王太子の揺るぎなき独占愛
「あの……?」
「大丈夫ですよ。シオン様は温室でお待ちですので、お急ぎくださいませ」
ジークは戸惑うサヤを励ますように言葉を続けるが、いつものおおらかな様子と違った強引な口調にサヤはさらに不安を覚えた。
「……わかりました。あ、あの、ジュリア様は?」
「王妃殿下は、サヤ様おひとりをお呼びです。それに、ジュリア様は虫がお嫌いですので、温室にはお近づきになりません」
「それはそうだけど」
たしかにジュリアは虫が苦手で温室には滅多に近寄らないのだが。
「わかりました。あの、このまま行けばいいのでしょうか」
「はい。このままお願いします。
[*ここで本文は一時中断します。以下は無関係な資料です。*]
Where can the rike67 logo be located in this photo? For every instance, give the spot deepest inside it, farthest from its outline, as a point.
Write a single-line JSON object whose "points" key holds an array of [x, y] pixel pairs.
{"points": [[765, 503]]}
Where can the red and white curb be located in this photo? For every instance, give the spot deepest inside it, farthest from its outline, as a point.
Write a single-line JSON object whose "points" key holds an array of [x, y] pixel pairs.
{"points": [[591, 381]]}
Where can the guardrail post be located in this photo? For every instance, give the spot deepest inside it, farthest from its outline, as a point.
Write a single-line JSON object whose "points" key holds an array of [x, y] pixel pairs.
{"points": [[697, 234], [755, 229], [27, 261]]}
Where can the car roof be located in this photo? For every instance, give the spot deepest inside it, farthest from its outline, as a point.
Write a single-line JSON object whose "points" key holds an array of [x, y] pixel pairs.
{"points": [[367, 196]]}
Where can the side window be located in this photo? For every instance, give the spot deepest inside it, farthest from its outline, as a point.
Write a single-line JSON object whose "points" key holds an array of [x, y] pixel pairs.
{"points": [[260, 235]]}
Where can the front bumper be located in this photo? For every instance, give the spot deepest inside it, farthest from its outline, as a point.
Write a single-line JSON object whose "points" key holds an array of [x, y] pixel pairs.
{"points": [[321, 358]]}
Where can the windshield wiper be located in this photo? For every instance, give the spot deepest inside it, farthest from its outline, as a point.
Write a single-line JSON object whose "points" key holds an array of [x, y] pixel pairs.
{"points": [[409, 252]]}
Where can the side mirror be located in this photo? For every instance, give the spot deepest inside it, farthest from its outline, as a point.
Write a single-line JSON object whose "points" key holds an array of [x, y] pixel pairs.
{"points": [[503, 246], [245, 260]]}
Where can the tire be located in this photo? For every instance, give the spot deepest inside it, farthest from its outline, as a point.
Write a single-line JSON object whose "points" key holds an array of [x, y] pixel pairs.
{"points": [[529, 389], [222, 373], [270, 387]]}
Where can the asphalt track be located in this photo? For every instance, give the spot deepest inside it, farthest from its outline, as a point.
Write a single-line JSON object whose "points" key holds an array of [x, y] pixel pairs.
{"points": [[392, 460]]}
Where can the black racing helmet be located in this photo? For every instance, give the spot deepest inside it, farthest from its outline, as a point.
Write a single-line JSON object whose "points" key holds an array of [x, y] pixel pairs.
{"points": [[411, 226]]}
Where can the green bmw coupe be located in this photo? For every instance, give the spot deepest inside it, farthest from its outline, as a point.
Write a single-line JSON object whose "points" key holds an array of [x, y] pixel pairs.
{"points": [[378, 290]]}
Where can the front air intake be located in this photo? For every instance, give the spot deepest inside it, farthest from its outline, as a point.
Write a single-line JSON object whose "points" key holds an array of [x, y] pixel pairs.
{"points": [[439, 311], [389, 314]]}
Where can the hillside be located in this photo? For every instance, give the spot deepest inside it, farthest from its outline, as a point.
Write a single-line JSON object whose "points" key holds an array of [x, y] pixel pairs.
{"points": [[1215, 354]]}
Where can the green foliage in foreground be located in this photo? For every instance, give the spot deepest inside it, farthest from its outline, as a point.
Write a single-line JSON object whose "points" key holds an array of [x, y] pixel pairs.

あ、履物を変えていただいた方がよろしいかと」
ジークはそう言って、傍らの侍女に視線を向けた。
すると、侍女は手にしていたブーツをサヤの足元に置いた。
それはサヤが温室で作業をするときに履いているブーツだった。
わざわざサヤのブーツまで用意して迎えにくるほどだ、よっぽど急いでいるのかと、サヤは焦った。
「王妃殿下とお話をされたあとで、昼食をご用意いたします」
ジークの言葉に、サヤはジュリアのことを思い出し、部屋の中を振り返った。
「あの、ジュリア様、王妃殿下がお呼びのようなので、行ってきます」
突然のことにジュリアも驚くだろうと思っていたが、予想に反してジュリアからはあっさりと「行ってらっしゃい。私は久しぶりに刺繍に励むわ」と大きな声が返ってきた。
「え……?」
そのあっさりとした言葉に、サヤは拍子抜けした。